If we really, truly — in our heart of hearts — want to see the S.A. change, we have to be willing to change along with it.
Before it, even.
We. Us. The Sun. The student body. Cornell.
All of us.
We have to start caring.
Think, if you will, about Congress. Just for a minute. I know it’s painful, but do it. For me.
Are you thinking about it? OK.
Now think about how much better of a job Congress could be doing than the job it’s doing right now — or, well, than the job it’s ever done, for that matter. Not too difficult, right?

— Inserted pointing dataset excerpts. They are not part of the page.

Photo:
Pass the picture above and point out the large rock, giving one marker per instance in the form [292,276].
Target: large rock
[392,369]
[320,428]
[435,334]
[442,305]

Finally, think about this: there are hundreds upon hundreds of people — thousands — who get paid to wake up every morning and do nothing but think about Congress. All day. Some of them even volunteer for it. They may report on some aspect of it, lobby its members, track what legislation it passes — but what matters is that they’re all thinking about it.
Somehow, some way, they’re all caring about it.
Imagine the alternative.
Imagine if Wolf Blitzer woke up one morning and decided that Congress was doing such a bad job that he just wouldn’t cover it anymore.
Think that would make things better or worse?
Here’s a secret: congressmen, S.A. members — nothing scares your average politician (at any level) like bad publicity.
For proof, go online and read the letter S.A. President Elan Greenberg ’08 wrote to The Sun in response to Dave’s column. Whether you agree with Dave or not, he definitely got someone’s attention.
Now.
Am I telling you to go out and smear the S.A.?
No. And if that’s the conclusion you have drawn thus far, then you haven’t been paying attention.
By all means, smear it — smear me, smear Elan, smear the whole assembly if you want to. But have a reason for doing it. Care enough about your student government and the university you attend that you know both why you’re doing what you’re doing and that you have justification for doing so.
Heck, maybe even point out what the baby kissers do right from time to time.
Just care.
You keep us honest when you do — and let us get away with bloody murder when you don’t.